The PMI indicates a level of manufacturing-sector contraction not seen since April 2009, with a strongly negative trajectory, he said. Demand shrank heavily, as new orders dropped by double digits, pushed by new export order contraction. Customer inventories are approaching a level that is considered a negative for future production; and backlog contracted -- in spite of a lack of production during the period.
However, the ISM believes the PMI has hit bottom. “I don’t think we’ll see much more of a decline,” said Fiore. “We can see the damage that has set in from consumer confidence levels – people are not likely to invest in durable goods as long as they are unemployed or their jobs are in jeopardy. The pace [of Covid-19 outbreaks] has slowed down a little, but we have to watch what happens in Tennessee and Florida.”
Both states are reopening businesses following quarantine, and Tennessee is a hub for manufacturing and logistics.
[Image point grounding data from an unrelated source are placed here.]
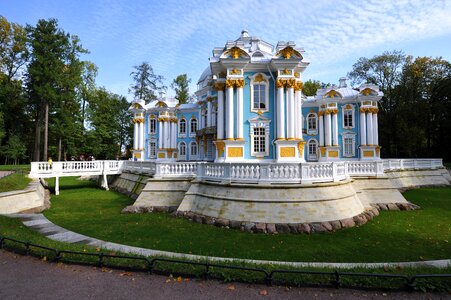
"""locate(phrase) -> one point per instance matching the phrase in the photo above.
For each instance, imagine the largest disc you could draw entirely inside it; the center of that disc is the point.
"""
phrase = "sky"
(178, 37)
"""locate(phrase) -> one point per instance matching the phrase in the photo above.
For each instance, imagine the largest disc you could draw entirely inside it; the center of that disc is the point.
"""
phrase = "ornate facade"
(250, 108)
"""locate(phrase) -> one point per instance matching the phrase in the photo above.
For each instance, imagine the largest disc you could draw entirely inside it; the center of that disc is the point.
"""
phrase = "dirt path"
(24, 277)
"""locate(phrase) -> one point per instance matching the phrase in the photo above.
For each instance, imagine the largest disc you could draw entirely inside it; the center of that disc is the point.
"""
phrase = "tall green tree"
(109, 125)
(385, 71)
(181, 86)
(146, 84)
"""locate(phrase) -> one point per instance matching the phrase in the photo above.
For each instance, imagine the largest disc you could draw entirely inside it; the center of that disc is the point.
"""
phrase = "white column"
(362, 129)
(209, 113)
(141, 136)
(229, 113)
(135, 136)
(328, 130)
(321, 130)
(335, 129)
(239, 113)
(160, 135)
(369, 128)
(280, 113)
(166, 135)
(290, 113)
(220, 121)
(375, 130)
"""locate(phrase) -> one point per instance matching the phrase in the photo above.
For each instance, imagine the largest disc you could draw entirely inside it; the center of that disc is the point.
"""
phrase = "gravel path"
(23, 277)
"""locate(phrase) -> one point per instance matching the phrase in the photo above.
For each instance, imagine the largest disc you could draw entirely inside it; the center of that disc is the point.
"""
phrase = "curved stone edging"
(41, 220)
(272, 228)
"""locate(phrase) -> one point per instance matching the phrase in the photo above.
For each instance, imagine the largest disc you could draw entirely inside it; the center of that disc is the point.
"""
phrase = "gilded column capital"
(230, 83)
(280, 83)
(219, 86)
(239, 83)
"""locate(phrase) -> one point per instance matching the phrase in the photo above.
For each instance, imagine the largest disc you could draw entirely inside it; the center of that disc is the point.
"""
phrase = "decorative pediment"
(368, 92)
(289, 53)
(235, 53)
(332, 94)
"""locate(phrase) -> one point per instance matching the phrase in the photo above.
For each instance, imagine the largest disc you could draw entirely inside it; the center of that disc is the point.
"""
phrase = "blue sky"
(177, 37)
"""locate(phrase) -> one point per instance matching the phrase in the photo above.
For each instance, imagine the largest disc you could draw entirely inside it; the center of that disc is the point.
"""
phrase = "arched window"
(193, 126)
(259, 92)
(312, 150)
(182, 126)
(182, 149)
(312, 121)
(152, 125)
(193, 150)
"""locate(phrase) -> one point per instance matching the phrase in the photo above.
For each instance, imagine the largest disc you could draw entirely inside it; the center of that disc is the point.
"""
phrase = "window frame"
(348, 108)
(153, 120)
(352, 136)
(315, 130)
(259, 122)
(259, 79)
(312, 157)
(180, 133)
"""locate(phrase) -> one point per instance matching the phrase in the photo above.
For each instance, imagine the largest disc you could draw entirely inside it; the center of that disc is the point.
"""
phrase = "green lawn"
(14, 182)
(393, 236)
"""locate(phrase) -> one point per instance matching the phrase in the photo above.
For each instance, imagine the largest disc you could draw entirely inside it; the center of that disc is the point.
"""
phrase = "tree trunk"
(46, 131)
(37, 142)
(59, 149)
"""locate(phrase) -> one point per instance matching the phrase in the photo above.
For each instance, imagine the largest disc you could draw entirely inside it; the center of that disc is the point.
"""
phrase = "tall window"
(311, 123)
(153, 126)
(193, 150)
(348, 144)
(312, 150)
(259, 140)
(259, 96)
(348, 120)
(182, 126)
(193, 126)
(182, 149)
(152, 149)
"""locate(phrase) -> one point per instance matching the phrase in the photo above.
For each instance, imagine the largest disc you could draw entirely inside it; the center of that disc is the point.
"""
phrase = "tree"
(146, 84)
(15, 149)
(311, 86)
(385, 71)
(180, 85)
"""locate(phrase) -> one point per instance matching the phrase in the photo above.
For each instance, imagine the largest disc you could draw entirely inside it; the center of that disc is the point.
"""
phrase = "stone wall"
(35, 198)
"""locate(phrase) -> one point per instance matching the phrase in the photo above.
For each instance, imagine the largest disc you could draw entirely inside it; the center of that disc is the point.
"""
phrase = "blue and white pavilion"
(250, 108)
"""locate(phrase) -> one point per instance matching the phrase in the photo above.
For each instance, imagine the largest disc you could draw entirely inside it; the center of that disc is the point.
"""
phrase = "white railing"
(412, 164)
(236, 172)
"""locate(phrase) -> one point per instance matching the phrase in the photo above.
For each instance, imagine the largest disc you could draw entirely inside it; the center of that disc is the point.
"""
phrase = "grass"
(14, 182)
(393, 236)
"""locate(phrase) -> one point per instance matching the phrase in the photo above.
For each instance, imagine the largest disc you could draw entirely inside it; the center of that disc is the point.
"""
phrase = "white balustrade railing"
(312, 172)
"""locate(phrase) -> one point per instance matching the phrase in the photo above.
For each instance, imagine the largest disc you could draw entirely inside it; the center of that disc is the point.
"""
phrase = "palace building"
(250, 108)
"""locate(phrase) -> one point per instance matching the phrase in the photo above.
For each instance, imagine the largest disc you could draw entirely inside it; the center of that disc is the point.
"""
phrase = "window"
(193, 126)
(259, 136)
(349, 144)
(312, 150)
(182, 126)
(259, 140)
(182, 149)
(311, 123)
(193, 150)
(259, 96)
(259, 92)
(152, 125)
(152, 149)
(348, 116)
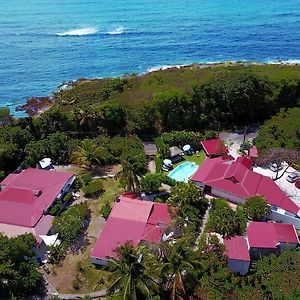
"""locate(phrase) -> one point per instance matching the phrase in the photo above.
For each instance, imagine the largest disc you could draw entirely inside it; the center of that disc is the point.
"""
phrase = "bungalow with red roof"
(261, 239)
(235, 181)
(25, 199)
(214, 147)
(130, 220)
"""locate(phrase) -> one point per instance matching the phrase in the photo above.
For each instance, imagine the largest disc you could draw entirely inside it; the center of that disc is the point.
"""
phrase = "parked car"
(293, 177)
(275, 167)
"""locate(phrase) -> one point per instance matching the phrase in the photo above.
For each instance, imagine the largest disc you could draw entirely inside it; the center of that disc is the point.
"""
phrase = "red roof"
(213, 146)
(237, 248)
(235, 178)
(269, 235)
(253, 152)
(245, 161)
(131, 220)
(28, 194)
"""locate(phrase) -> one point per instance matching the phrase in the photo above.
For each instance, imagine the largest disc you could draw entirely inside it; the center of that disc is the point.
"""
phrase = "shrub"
(86, 178)
(77, 184)
(105, 210)
(56, 206)
(93, 189)
(68, 196)
(70, 224)
(151, 183)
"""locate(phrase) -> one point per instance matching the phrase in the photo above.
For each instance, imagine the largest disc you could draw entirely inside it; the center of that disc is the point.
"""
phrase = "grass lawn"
(76, 273)
(192, 158)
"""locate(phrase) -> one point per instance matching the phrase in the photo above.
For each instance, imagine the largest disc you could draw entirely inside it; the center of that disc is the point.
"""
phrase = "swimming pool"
(183, 172)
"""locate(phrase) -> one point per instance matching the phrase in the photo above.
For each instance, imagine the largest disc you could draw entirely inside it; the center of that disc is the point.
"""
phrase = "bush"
(151, 182)
(68, 196)
(56, 206)
(86, 178)
(70, 224)
(105, 210)
(93, 189)
(77, 184)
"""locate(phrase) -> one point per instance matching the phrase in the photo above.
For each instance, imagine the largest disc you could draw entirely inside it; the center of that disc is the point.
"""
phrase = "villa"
(131, 219)
(25, 198)
(235, 181)
(261, 239)
(214, 147)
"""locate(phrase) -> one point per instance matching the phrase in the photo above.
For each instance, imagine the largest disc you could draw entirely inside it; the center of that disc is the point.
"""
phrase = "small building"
(175, 154)
(150, 149)
(45, 164)
(253, 154)
(25, 199)
(214, 147)
(235, 181)
(237, 251)
(130, 220)
(266, 238)
(261, 238)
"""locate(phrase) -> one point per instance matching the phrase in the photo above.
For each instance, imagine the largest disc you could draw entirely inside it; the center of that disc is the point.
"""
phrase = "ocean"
(46, 42)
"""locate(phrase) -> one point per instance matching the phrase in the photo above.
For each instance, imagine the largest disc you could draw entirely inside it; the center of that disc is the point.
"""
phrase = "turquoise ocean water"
(46, 42)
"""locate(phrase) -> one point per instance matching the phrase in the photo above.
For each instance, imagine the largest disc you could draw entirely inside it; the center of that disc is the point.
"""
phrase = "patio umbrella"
(167, 162)
(186, 147)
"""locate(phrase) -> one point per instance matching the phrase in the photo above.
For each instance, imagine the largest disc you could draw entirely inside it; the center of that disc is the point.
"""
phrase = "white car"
(275, 167)
(293, 177)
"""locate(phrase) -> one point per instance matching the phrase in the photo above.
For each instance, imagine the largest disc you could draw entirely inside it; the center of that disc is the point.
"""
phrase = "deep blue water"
(39, 48)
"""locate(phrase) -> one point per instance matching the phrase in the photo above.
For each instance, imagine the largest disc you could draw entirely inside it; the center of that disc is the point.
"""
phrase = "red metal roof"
(131, 220)
(237, 179)
(237, 248)
(253, 152)
(269, 235)
(212, 146)
(28, 194)
(245, 161)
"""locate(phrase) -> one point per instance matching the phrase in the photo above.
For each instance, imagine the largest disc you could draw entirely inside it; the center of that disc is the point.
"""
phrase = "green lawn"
(192, 158)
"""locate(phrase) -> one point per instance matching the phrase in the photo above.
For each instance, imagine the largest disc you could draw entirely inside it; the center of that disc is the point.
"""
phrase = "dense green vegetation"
(18, 269)
(178, 272)
(281, 131)
(103, 122)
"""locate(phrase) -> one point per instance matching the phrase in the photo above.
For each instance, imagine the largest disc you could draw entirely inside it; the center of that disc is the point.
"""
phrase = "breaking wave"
(118, 30)
(79, 32)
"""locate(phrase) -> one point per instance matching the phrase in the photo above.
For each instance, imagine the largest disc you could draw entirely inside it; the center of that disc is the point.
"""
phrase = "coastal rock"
(35, 105)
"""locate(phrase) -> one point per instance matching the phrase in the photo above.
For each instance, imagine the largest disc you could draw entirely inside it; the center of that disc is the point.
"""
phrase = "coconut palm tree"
(133, 164)
(87, 154)
(176, 267)
(129, 273)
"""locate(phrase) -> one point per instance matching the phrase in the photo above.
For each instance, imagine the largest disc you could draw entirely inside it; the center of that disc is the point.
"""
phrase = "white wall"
(277, 216)
(99, 261)
(230, 197)
(239, 266)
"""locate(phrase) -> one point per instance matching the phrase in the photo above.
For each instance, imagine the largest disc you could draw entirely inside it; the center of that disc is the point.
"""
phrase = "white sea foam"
(79, 32)
(285, 62)
(165, 67)
(118, 30)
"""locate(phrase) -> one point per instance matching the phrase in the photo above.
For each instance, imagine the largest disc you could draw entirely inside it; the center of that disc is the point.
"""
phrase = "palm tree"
(129, 273)
(88, 154)
(133, 164)
(176, 267)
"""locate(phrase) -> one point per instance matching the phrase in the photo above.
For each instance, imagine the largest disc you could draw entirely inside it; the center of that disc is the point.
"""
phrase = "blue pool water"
(183, 172)
(46, 42)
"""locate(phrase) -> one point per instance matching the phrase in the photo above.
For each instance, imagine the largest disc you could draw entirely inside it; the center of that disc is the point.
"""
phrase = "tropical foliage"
(225, 221)
(130, 273)
(18, 269)
(256, 208)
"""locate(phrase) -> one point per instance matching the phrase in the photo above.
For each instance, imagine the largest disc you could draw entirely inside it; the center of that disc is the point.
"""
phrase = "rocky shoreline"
(36, 105)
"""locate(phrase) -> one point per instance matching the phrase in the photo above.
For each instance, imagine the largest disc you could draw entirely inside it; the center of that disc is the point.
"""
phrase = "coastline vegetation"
(103, 122)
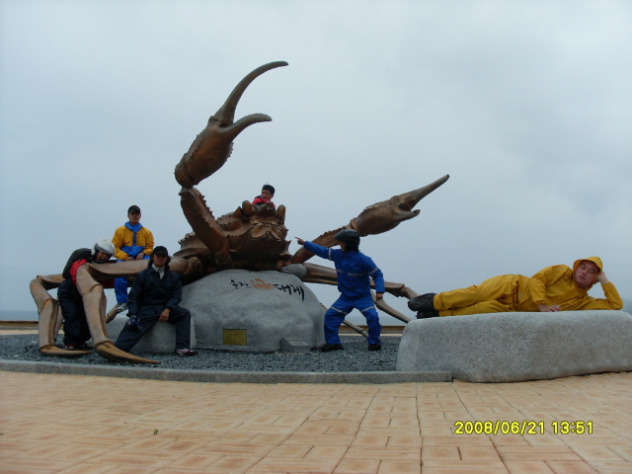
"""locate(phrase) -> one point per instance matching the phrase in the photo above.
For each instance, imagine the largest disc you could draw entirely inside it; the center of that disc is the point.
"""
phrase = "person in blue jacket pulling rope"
(354, 273)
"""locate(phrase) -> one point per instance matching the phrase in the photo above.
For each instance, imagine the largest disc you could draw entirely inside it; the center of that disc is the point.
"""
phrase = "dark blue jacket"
(354, 270)
(150, 295)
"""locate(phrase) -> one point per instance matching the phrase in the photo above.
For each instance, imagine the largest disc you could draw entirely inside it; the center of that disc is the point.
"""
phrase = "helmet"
(350, 237)
(103, 245)
(347, 235)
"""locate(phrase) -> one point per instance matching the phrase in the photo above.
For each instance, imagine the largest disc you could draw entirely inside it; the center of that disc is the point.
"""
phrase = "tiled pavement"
(70, 423)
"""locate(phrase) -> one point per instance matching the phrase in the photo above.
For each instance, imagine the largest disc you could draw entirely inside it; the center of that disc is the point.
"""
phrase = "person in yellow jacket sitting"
(555, 288)
(131, 241)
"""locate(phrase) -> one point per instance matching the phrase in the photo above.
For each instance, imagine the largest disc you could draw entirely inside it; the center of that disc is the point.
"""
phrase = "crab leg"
(49, 316)
(207, 154)
(94, 304)
(377, 218)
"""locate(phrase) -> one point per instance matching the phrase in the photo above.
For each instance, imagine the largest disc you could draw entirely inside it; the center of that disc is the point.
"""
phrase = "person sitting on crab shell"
(265, 198)
(76, 330)
(132, 241)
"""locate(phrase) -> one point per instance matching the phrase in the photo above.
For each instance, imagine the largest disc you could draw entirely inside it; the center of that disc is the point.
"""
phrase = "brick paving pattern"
(87, 424)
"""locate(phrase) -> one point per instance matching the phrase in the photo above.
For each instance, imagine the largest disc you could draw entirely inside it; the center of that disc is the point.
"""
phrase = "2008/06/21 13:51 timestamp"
(522, 427)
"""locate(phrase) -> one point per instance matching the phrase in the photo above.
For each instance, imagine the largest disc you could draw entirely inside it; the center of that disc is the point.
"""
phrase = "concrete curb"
(224, 376)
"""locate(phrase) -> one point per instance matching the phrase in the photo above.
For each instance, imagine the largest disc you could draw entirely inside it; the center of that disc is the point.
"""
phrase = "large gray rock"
(242, 310)
(160, 339)
(511, 347)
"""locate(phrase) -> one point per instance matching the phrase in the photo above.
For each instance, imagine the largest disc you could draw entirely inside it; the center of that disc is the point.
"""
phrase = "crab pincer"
(212, 147)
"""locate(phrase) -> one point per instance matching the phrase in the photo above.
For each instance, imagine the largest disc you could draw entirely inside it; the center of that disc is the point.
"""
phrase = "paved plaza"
(85, 424)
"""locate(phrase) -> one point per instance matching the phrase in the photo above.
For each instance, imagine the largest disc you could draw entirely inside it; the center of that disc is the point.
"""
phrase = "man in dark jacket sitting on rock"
(154, 297)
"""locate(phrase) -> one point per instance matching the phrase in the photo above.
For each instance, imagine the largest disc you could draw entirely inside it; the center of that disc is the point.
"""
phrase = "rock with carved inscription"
(242, 310)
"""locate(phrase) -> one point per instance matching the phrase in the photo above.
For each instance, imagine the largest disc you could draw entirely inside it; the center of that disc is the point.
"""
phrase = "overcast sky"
(527, 105)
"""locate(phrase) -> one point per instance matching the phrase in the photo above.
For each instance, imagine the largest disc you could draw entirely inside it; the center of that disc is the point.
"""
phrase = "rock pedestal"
(512, 347)
(241, 310)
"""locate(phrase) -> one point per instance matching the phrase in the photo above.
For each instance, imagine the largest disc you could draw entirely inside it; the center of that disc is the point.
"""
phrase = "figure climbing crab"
(251, 237)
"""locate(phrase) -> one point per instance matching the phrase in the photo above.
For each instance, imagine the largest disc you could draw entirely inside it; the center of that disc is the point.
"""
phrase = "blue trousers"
(343, 306)
(179, 316)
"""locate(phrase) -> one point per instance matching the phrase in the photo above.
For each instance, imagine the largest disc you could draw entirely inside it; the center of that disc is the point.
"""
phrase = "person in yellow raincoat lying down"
(555, 288)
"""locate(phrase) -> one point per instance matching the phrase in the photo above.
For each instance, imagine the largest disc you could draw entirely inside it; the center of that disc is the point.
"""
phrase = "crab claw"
(212, 146)
(377, 218)
(386, 215)
(108, 350)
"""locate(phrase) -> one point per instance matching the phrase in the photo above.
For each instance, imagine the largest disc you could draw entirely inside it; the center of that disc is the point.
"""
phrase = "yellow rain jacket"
(123, 240)
(508, 293)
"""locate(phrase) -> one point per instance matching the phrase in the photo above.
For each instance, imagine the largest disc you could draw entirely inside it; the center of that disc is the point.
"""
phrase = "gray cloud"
(526, 105)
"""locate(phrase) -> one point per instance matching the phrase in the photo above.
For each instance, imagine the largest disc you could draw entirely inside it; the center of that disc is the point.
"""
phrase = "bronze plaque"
(234, 337)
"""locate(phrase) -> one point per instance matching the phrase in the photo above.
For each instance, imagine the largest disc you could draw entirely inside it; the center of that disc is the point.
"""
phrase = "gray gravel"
(355, 357)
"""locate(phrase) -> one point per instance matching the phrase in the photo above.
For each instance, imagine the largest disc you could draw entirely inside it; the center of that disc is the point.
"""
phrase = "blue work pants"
(343, 306)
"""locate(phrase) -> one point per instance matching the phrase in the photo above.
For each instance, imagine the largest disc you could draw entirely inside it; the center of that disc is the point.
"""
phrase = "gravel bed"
(355, 357)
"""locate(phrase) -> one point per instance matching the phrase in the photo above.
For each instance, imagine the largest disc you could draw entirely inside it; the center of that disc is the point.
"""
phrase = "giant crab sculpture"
(252, 237)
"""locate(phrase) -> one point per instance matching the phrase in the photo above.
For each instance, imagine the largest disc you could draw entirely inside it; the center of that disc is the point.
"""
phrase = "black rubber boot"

China is emerging as a bright spot for the electronics industry even as the Americas and the EU struggle. The world’s two largest electronics distributors, Arrow Electronics Inc. and Avnet Inc., indicated during their recent earnings calls that business in China is picking up as factories reopen. In February, Arrow saw its China business come to a halt. "In March, factories began returning to full capacity,” said Arrow CEO Mike Long.
Some U.S. factory sectors have seen a boost due to heightened demand for personal protection equipment (PPE).
“The company I work for manufactures personal protective equipment [PPE], specifically N95 masks, face shields, as well as selling protective clothing and hand protection,” an executive told the ISM. “In the area of PPE, our backlog has spiked to numbers we have never seen. While no doubt some of the back orders will be canceled, many of the orders are longer term commitments from [the] U.S. government.”
But paper products are already seeing signs of a slowdown, indicating coronavirus-related spikes are unlikely to be sustained.